Penny Mordaunt and Liz Truss are locked in a tight race for a chance to become prime minister, alongside Rishi Sunak, as polling seen by the Guardian suggests Labour could beat any of the three at a general election.
The former levelling up minister Kemi Badenoch was eliminated in Tuesday’s ballot of Conservative MPs, coming fourth among the remaining contenders with 59 votes.
Sunak remained in the lead with 118 votes, just short of the 120 needed to secure a spot in the last two. Mordaunt, the international trade minister, kept her second spot with 92 votes, up from 82, but Truss, the foreign secretary, closed the gap by picking up 15 extra votes to reach 86.
The three contenders will be whittled down to two on Wednesday afternoon, and Tory party members’ final decision on who will become prime minister will be announced on 5 September.
Polling by Electoral Calculus and Find Out Now asked the public in the past few days how they would be likely to vote if Sunak, Truss or Mordaunt were Conservative leader.
The results point to a nine percentage point lead for Labour over a Mordaunt-led Tory party, or 12 points over Sunak or Truss. That would give Keir Starmer, the Labour leader, a slim outright majority of two seats over Mordaunt or a more workable 24 seats over the other two.
Martin Baxter, the chief executive of Electoral Calculus, said: “The public are not very keen on voting for a Conservative party led by any of the leading candidates, which opens the way to Downing Street for Keir Starmer at the next election.”
Labour put out an attack video on Tuesday splicing together critical comments the candidates have made in televised debates, including Truss saying to Sunak: “Under your plans, we are predicted to have a recession.”

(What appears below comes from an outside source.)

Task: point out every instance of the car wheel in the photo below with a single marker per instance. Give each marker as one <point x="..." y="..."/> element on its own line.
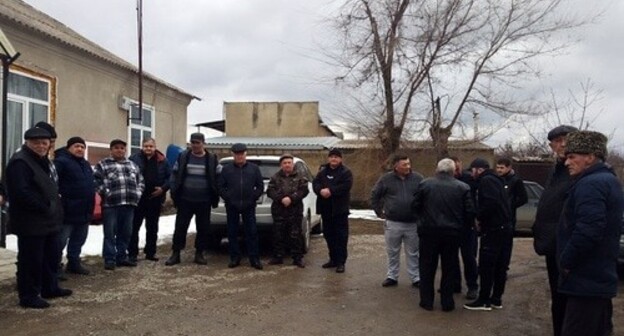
<point x="305" y="227"/>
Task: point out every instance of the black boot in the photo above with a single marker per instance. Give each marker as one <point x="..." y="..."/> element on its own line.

Truss’s gains in Tuesday’s ballot came as a surprise to some backers of Tom Tugendhat, who dropped out on Monday, freeing up his 31 supporters to go elsewhere. Tugendhat is on the centrist wing of the party and few of his supporters had been expected to swing behind the rightwinger Truss.
While Mordaunt was up 10 votes, Truss’s team will hope to win over many of Badenoch’s supporters, potentially allowing her to move into second place in Wednesday’s ballot.
One former Tugendhat supporter said: “I suspect all the campaigns are going to be very tense tonight: you can easily construct a scenario where they are all on a very similar level of support tomorrow.”
A Sunak-supporting MP denied the former chancellor’s camp would be disappointed at not having reached the 120-vote threshold on Tuesday to guarantee a place among the final two. “Every ballot we’ve gone in the right direction, so we need to make those arguments now with the 59 colleagues who voted for Kemi,” they said.
Steve Baker, a strong supporter of Badenoch, said he believed the MPs who had voted for her would want to “take stock for a couple of hours” before deciding who to back in Wednesday’s fifth and final voting round.
“But I would have thought that most of the people who are attracted to Kemi, they’ll mostly not be attracted to Penny,” he said. “So obviously I’m hopeful that Liz will be able to attract their support. But one must never take anything for granted.”
Baker said he did not believe any campaign was trying to skew the result by lending out blocks of votes as a way of eliminating other candidates, while stressing that MPs were “a sophisticated electorate” and some could vote tactically on an individual basis.
Badenoch, who has never held a cabinet post, styled herself as a straight-talking reformer and won the support of Michael Gove, the levelling up secretary who was sacked by Johnson as he fought to save his collapsing government.
By making it to the final four she is likely to have secured a senior role in the administration of the new prime minister, whoever wins.
The past 24 hours have brought a flurry of policy announcements from the remaining candidates, with Mordaunt promising to scrap housing targets and press ahead with Johnson’s project of levelling up, and Truss pledging to boost defence spending to 3% of GDP.
Sunak, meanwhile, claimed he was the only candidate who could save the UK, promising to rule out a Scottish independence referendum and attack Labour over claims it could form a coalition with the Scottish National party.
Sir Graham Brady, the chair of the backbench 1922 Committee who announced the results of the ballot, said one Conservative MP had spoiled their paper and another had not voted.
The Bournemouth East MP, Tobias Ellwood, was prevented from taking part after Johnson removed the Tory whip from him as punishment for failing to vote on Monday evening’s motion of no confidence.
Find Out Now polled a weighted sample of 1,261 adults online on 18-19 July about how they would vote in an immediate general election if each Tory candidate were leader.